# IMS La Spaz baskets an update?



## TomHughes (Dec 16, 2019)

I know a few have modded the IMS competition baskets to fit the sage.

Anyone care to update if it improved the coffee?

What about the IMS screens? considering what options there are for upgrades on the sage and whether these are worth more spending!


----------



## TomHughes (Dec 16, 2019)

No opinion on this? What about the IMS shower screen?


----------



## lake_m (Feb 4, 2017)

I know @joey24dirt did this mod on his DTP should be able to shed some light.


----------



## joey24dirt (Jan 28, 2017)

I was meant to reply to this but it slipped my mind.

The baskets are worth getting for sure, but for me the screen wasn't really worth it.

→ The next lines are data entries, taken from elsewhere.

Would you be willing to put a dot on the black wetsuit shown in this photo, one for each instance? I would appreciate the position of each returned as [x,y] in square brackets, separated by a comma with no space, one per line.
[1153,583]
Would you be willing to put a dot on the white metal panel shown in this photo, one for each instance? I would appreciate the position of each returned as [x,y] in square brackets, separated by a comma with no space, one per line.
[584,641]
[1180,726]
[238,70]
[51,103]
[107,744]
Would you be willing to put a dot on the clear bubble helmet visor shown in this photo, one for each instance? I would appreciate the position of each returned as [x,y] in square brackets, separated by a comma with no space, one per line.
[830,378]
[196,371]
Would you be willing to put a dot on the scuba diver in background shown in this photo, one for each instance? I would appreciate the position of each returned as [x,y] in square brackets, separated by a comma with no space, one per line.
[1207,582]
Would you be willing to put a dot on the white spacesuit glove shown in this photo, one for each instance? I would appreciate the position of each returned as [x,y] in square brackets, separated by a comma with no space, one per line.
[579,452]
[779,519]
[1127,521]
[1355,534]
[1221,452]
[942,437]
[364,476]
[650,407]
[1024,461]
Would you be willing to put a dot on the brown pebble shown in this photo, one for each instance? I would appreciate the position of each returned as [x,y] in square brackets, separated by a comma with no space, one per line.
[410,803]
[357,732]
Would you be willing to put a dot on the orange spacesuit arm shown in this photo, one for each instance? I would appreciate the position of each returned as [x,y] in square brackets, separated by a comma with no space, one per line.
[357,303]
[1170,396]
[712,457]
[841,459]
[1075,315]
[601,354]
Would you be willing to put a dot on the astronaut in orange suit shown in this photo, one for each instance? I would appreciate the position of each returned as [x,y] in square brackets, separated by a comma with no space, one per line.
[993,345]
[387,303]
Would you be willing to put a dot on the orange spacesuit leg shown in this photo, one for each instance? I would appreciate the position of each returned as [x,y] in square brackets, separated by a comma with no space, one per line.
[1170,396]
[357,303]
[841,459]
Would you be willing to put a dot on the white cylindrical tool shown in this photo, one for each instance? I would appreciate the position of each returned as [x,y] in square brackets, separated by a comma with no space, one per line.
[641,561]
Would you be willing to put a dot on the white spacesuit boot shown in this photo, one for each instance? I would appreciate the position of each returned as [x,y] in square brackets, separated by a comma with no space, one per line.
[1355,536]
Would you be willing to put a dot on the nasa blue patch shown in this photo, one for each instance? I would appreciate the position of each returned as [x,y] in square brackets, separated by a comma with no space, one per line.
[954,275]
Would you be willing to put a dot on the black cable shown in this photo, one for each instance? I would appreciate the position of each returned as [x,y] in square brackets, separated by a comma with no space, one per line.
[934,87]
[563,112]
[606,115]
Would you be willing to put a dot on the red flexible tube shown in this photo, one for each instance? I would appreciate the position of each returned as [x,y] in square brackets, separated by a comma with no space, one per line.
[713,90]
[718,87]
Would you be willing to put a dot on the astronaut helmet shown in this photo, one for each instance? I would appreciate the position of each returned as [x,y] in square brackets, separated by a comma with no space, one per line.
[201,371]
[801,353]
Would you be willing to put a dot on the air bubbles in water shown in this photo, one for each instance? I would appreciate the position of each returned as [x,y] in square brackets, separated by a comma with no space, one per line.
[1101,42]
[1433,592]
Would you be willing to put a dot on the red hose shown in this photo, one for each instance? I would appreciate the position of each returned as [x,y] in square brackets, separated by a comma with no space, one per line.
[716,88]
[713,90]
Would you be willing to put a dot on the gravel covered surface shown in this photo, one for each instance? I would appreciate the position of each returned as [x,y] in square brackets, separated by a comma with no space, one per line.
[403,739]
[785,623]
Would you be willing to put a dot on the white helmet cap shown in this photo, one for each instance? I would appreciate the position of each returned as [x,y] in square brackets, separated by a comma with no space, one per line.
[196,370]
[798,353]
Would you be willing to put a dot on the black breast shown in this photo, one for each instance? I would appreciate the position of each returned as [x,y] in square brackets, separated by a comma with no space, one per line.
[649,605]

The reason I liked the basket was for the straight sides. Also I could then get a tamper to fit perfectly.

The basket will need modifying but it's not that tricky with the right tools.

Sent from my iPhone using Tapatalk


----------



## TomHughes (Dec 16, 2019)

joey24dirt said:


> I was meant to reply to this but it slipped my mind.
> 
> The baskets are worth getting for sure, but for me the screen wasn't really worth it.
> 
> ...


 Thanks Joey. 
I think I'll go for the basket. My only concern is the size as I have found the current double a little too large as with the Guatemalan SHB roast I do it's so dense it takes 14-21g to dose right in it! The IMS 14-16g would be what I'm after but it seems to measure larger?


----------



## Border_all (Dec 19, 2019)

I have the La Spaz ims basket depending on the grind I find 14-16g is about correct with touching the shower screen


----------